2. Deftones - Diamond Eyes
Born out of tragedy — the band’s longtime bassist has been in a coma since a car accident in 2008 — Diamond Eyes sees an already unrivalled band reinvent themselves with an introspection they had yet to uncover. Weaving between ethereal softness (“Sextape”) and their trademark menace of heavily distorted guitars and Chino Moreno’s piercing screams (“Rocket Skates”), the band strikes a juxtaposition that hits viscerally. The melodies on this album are otherworldly, and the energy is intensified with desperation and passion. For its sheer seamlessness in subtle and severe tonal shifts, this may be the band’s best album to date, even more engaging in its complexity and evocative in its moods than 2000’s White Pony.

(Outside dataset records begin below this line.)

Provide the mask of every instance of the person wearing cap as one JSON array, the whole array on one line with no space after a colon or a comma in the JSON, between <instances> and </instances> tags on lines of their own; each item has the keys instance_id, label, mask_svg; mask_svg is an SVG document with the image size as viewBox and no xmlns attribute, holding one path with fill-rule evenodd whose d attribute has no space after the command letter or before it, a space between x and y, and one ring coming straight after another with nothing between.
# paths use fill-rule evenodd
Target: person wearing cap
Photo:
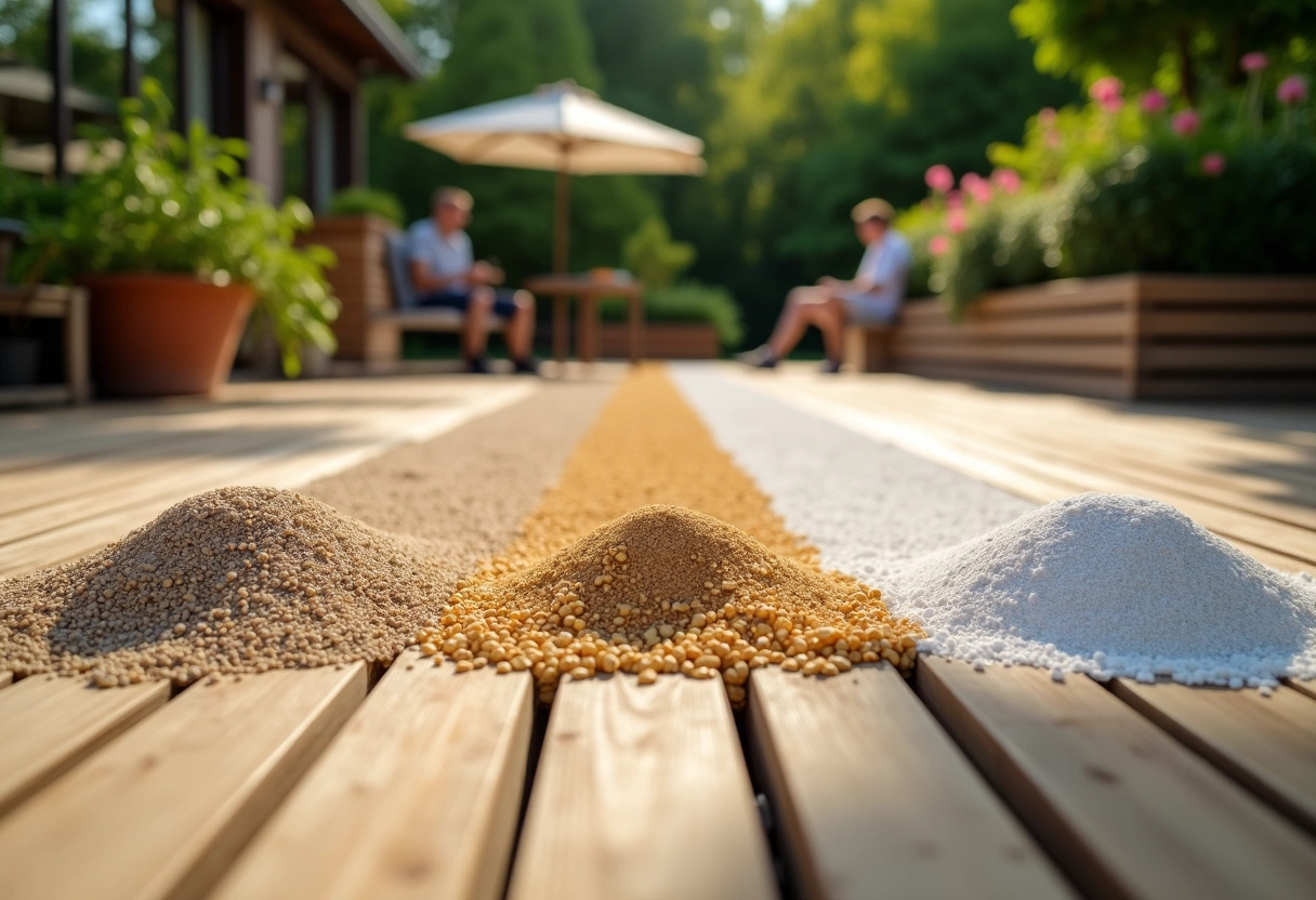
<instances>
[{"instance_id":1,"label":"person wearing cap","mask_svg":"<svg viewBox=\"0 0 1316 900\"><path fill-rule=\"evenodd\" d=\"M886 325L895 321L904 300L905 275L912 253L909 242L891 228L891 204L873 197L851 212L854 232L863 243L863 259L854 278L845 282L821 278L817 284L794 288L767 343L737 359L758 368L772 368L800 342L809 325L822 332L825 372L841 371L841 336L848 324Z\"/></svg>"},{"instance_id":2,"label":"person wearing cap","mask_svg":"<svg viewBox=\"0 0 1316 900\"><path fill-rule=\"evenodd\" d=\"M534 297L529 291L509 291L503 270L476 261L466 224L474 200L461 188L434 192L433 216L407 232L411 278L417 307L446 307L466 314L462 328L462 357L468 372L487 374L490 313L508 320L507 349L517 372L538 372L530 353L534 339Z\"/></svg>"}]
</instances>

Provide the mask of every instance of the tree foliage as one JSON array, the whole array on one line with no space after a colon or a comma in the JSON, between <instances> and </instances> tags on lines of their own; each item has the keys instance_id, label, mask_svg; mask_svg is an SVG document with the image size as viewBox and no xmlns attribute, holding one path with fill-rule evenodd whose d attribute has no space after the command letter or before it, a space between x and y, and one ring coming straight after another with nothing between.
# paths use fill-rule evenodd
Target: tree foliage
<instances>
[{"instance_id":1,"label":"tree foliage","mask_svg":"<svg viewBox=\"0 0 1316 900\"><path fill-rule=\"evenodd\" d=\"M1238 84L1244 53L1302 53L1295 38L1316 37L1316 0L1020 0L1011 20L1042 71L1159 80L1195 100L1203 78Z\"/></svg>"}]
</instances>

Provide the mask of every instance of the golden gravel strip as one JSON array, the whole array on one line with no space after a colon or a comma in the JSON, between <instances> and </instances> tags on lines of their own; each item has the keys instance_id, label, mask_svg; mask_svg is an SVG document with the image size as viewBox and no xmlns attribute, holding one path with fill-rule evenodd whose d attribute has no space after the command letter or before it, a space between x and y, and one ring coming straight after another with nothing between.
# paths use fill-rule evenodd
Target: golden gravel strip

1. Kanye West - My Beautiful Dark Twisted Fantasy
Audacious and unbridled yet fine-tuned to perfection, West’s fifth full-length album is also his most cohesively fascinating. Fantasy takes stock of his divisive public persona in a way that is equal parts self-loathing and braggadocio. And like a post-modern Midas — “No one man should have all that power”, he raps—, he is acutely aware of the irony and tragedy of that paradox. The tenacity of West’s ambition is only equaled by the veracity of his introspection. No other artist rivals the fans in criticism of his own art, and subsequently demands as much perfection. Pulling from pop culture references and a cavalcade of guest stars and samples as diverse as Nicki Minaj, Gil Scott Heron, and Bon Iver, and submerging it all in lush orchestral ministrations and choric voices, West crafts a Fellini-esque comi-tragic hip hop opera that largely reinvents the genre as it goes along in a hallucinogenic meta-exorcism of his demons. The polar opposite of 2008’s subdued 808s & Heartbreak, Fantasy amps the spectacle up to max and revels in it. On “Monster”, a track with no less than four guest musicians, he sarcastically plays with a public that he knows loves to hate him, rapping “I’ma need to see your fuckin’ hands at the concert”. Do we need Kanye more than he needs us? Maybe, maybe not. But clearly he wants to tread the line between subhuman and superhuman and embody the most fundamental qualities of both worlds. Lonely on the top, the man with a god-complex wants us to bow down, and it’s hard not to comply.